We consider it very plausible that flanking sequence preferences would be observed with other DNA interaction enzymes and DNA-binding proteins, once experimental studies tailored to observe such effects had been conducted. Unfortunately, due to the large number of different enzyme-DNA complexes that need to be considered, a structural analysis of the detailed effects discovered here is far beyond the current state of structural analysis or molecular dynamics (MD) simulations. Hence, our data illustrate the clear demand for improved methods to allow a mechanistic understanding of the basic processes determining the interaction of DNMT3A with its DNA substrate. Improved methods should allow the parallel investigation of several protein–DNA complexes for example by automated MD simulations using force fields that correctly describe the structural parameters of the DNA and the energetics of its protein interaction. At the same time, simulation times must be long enough to capture the specific conformational changes that accompany complex formation.

Experimental procedures

Mutagenesis and protein expression

The catalytic, C-terminal domain of DNMT3A (residues 612–912 of Q9Y6K1) and its mutants were cloned as MBP-tagged fusion proteins. Protein expression and purification was conducted essentially as described (24, 25). Protein overexpression was carried out in Escherichia coli BL21 (DE3) Codon Plus RIL cells transformed with the corresponding plasmids. If needed, cleavage of the MBP tag was performed as described (24). Mutagenesis was conducted as described (27).
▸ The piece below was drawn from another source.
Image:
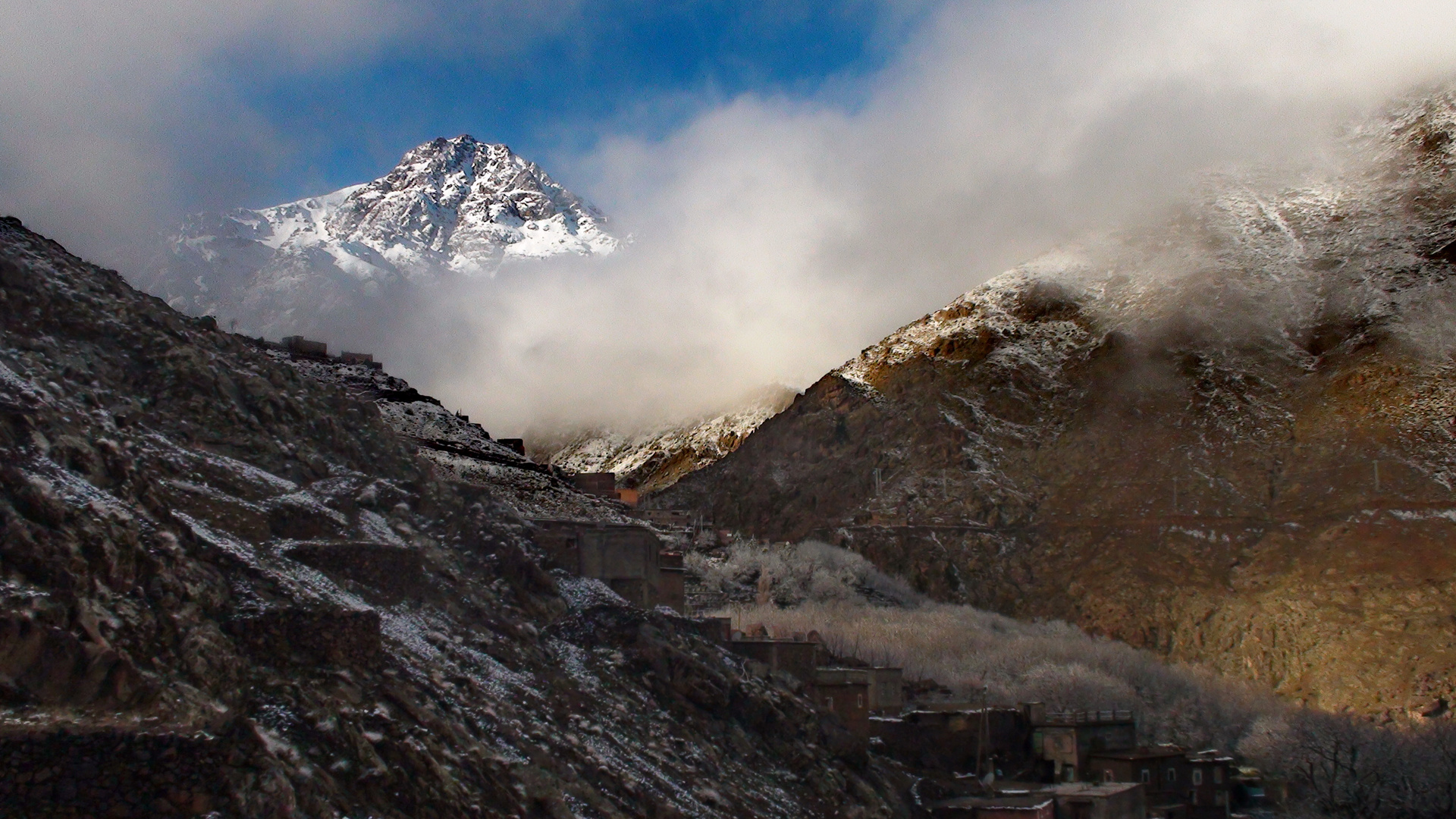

The purity of the preparations was estimated to be >95% from Coomassie-stained SDS gels. The concentrations of the proteins were determined by UV spectrophotometry and confirmed by densitometric analysis of Coomassie BB–stained SDS–polyacrylamide gels.

Radioactive DNA methylation kinetics

Methylation activities of DNMT3A WT and mutants were determined using an avidin-biotin methylation plate assay using a biotinylated double-stranded 30-mer oligonucleotide with a single CpG site (GAA GCT GGG ACT TCCGGG AGG AGA GTG CAA) basically as described (24, 27). Methylation reactions with DNMT3A were conducted at 37 °C with 2 μM enzyme in methylation buffer (20 mM Hepes pH 7.5, 1 mM EDTA, 50 mM KCl, 0.25 mg/ml bovine serum albumin) in the presence of 1 μM of the biotinylated substrate. The reactions were started by adding 0.76 μM radioactively labeled AdoMet (PerkinElmer). The initial slope of the enzymatic reaction was determined by linear regression.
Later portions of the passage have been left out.